Assignment #4: Three’s Company

Due date: Monday 24 April 2017, 11:59:00 pm

This assignment is a social network version of the triangle counting problem, which has become an archetypal problem in graph analysis. The blog has a condemnation of Map/Reduce for the task. It also has a very inefficient implementation. Your program will output all triangles (which is different that a count of triangles) in a single map/reduce program.

Identify threesomes of users that are mutual friends in a social network, i.e. 100 is friends with 200, 200 friends with 300 , and 300 friends with 100.
The output should enumerate the mutual friends for each user and avoid duplicate entries, i.e. the trio of users 100, 200, and 300 will contribute output:

100 200 300
200 100 300   
300 100 200

NOTE: There is an integer sorting on the last 2 elements of the output line. As such we would never get the output 100 300 200.
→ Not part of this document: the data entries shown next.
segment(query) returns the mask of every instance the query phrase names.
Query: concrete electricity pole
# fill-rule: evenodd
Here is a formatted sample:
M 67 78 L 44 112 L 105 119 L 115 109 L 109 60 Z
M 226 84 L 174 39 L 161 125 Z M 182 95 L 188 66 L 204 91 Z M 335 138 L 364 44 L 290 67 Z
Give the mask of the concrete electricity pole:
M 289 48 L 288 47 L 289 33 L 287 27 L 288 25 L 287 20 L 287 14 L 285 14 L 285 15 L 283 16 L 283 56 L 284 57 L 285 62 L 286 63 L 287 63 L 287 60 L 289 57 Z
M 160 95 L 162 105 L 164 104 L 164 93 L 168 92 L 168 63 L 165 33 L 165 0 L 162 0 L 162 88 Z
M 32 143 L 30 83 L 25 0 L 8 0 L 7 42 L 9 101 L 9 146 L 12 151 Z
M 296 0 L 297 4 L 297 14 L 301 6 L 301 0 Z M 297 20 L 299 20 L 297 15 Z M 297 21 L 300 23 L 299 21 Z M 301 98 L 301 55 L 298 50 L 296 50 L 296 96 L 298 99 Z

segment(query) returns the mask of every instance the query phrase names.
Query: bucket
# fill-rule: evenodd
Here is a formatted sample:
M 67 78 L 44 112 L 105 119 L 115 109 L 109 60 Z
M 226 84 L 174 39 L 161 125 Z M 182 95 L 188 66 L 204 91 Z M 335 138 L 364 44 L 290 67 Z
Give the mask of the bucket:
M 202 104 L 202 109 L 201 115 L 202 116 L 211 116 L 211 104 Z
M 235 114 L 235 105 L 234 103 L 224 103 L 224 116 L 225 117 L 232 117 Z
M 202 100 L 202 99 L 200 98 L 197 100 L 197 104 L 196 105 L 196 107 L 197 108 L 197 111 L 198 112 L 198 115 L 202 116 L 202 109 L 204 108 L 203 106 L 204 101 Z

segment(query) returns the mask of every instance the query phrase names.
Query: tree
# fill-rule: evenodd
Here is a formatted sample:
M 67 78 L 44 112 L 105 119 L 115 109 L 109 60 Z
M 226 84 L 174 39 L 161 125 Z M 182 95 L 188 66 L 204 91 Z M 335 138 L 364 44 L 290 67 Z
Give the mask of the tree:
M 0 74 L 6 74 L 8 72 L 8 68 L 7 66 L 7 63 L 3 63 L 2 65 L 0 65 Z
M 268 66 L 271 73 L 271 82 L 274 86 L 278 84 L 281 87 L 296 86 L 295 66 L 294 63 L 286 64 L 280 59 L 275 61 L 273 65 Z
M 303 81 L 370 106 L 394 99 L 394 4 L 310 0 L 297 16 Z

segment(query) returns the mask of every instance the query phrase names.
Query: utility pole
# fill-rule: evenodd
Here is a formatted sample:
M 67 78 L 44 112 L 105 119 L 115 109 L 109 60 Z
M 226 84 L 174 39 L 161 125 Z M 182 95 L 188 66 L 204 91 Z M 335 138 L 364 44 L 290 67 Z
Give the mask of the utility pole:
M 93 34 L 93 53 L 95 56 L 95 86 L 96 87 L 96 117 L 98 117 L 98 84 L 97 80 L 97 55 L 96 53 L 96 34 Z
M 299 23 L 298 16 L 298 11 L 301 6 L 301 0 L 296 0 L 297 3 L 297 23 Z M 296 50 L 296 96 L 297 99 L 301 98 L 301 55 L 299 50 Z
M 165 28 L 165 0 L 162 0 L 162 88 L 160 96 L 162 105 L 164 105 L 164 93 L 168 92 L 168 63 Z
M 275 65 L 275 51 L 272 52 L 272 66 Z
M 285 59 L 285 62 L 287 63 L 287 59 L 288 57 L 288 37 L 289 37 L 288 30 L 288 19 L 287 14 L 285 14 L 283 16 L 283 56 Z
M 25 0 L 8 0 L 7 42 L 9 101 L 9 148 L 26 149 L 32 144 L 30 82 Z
This needs to be implemented in the Map/Reduce paradigm, using no auxiliary data structures and no shared data. The only files used are the inputs to the map stage. The solution will demonstrate one potential parallelism tradeoff, it will expand the data sending more data than is intuitively necessary over the network and examining the expanded data in the reducers. The expansion of data prevents random I/O (e.g., the reading of multiple friend lists by the mappers and reducers) and allows for a high degree of parallelism.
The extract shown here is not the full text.